Der Bund der Strafvollzugsbediensteten vertritt, unter dem Dach des DBB, bundesweit die Interessen der 38.000 Bediensteten im Justizvollzug. Der BSBD ist mit rund 25.000 Mitgliedern die größte gewerkschaftliche Organisation der Beschäftigten im Justizvollzug der Bundesrepublik Deutschland.

Der Bund der Strafvollzugsbediensteten
•ist ehrenamtlich organisiert, ohne vollzugsfremde Funktionäre und daher bestens mit den Problemen der Justizvollzugsbediensteten vertraut.
•vertritt die berufspolitischen, rechtlichen, Belange der Anwärter, Aktiven und Pensionäre.
•widmet sich mittels Experten besonderer Aufgabenstellungen. So führt er z.Bsp.
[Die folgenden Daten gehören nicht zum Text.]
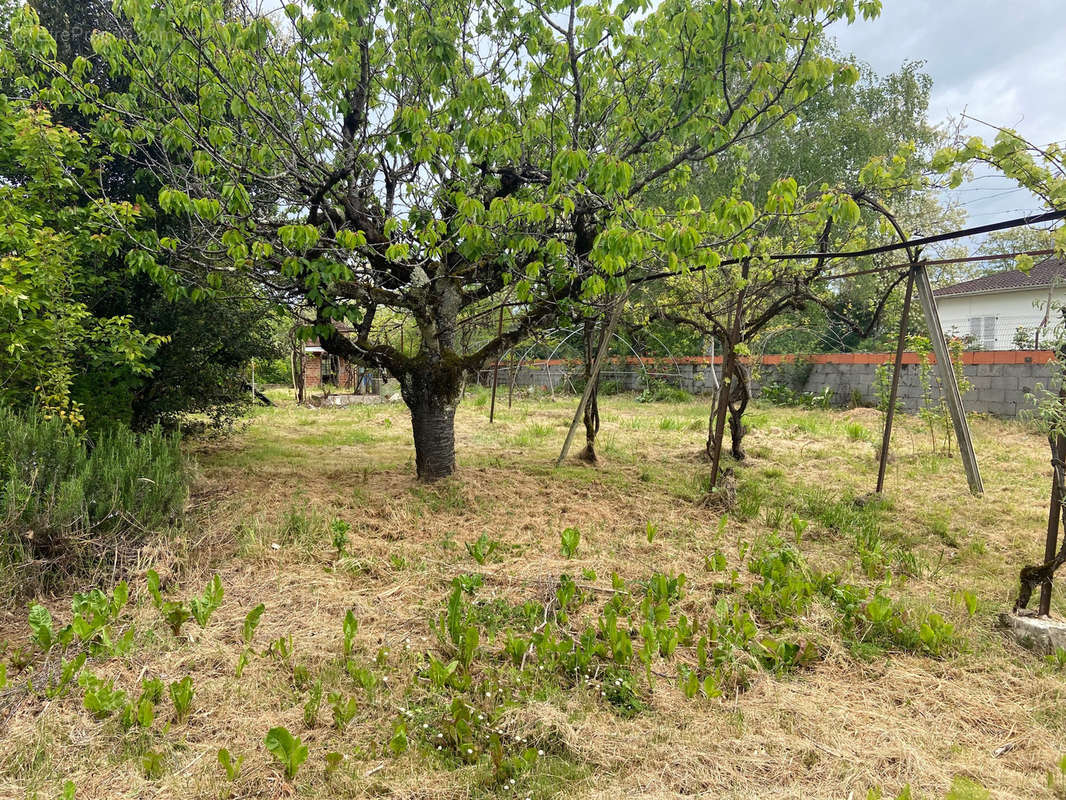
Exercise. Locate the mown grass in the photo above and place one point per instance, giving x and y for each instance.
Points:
(821, 643)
Arbeitskreise zum: Tarif-und Beamtenrecht, Laufbahnrecht Frauenvertretung u.s.w.
•hat einen ständigen Sitz in der DBB Expertenkomission Innere Sicherheit und im Ausschuß für Soziales und Europaangelegenheiten, im DBB Bundes- und Bundeshauptvorstand.
•hat einen ständigen Sitz in der DBB Bundestarifkommission

 

Unsere Ansprechpartner vor Ort:

Ortsverband Flensburg – Thomas Bianchi
Ortsverband Schleswig – Frank Jensen
Ortsverband Neumünster – Winand Drewes
Ortsverband Kiel – Klaus Peters
Ortsverband Itzehoe – Jörg Hotze
Ortsverband Moltsfelde – Roger Schreiber
Ortsverband Lübeck – Thorsten Spiel

 

Was bringt mir die Mitgliedschaft?

•Dienstrechtsschutz / eigene Anwälte
•Schlüsselversicherung
•Informations- und Lehrmaterial
•Seminare / Fortbildungsveranstaltungen
•extra Konditionen im DBB Vorsorgewerk ( z.Bsp. Kranken- und KFZ Versicherung )
•Mitgliedschaft im: DBB, Deutscher Beamtenbund sowie der CESI, europäischer Gewerkschaftsbund

 

In seiner 50-jährigen, bundesweiten, gewerkschaftspolitischen Arbeit hat der BSBD eine Reihe Erfolge erziehlt.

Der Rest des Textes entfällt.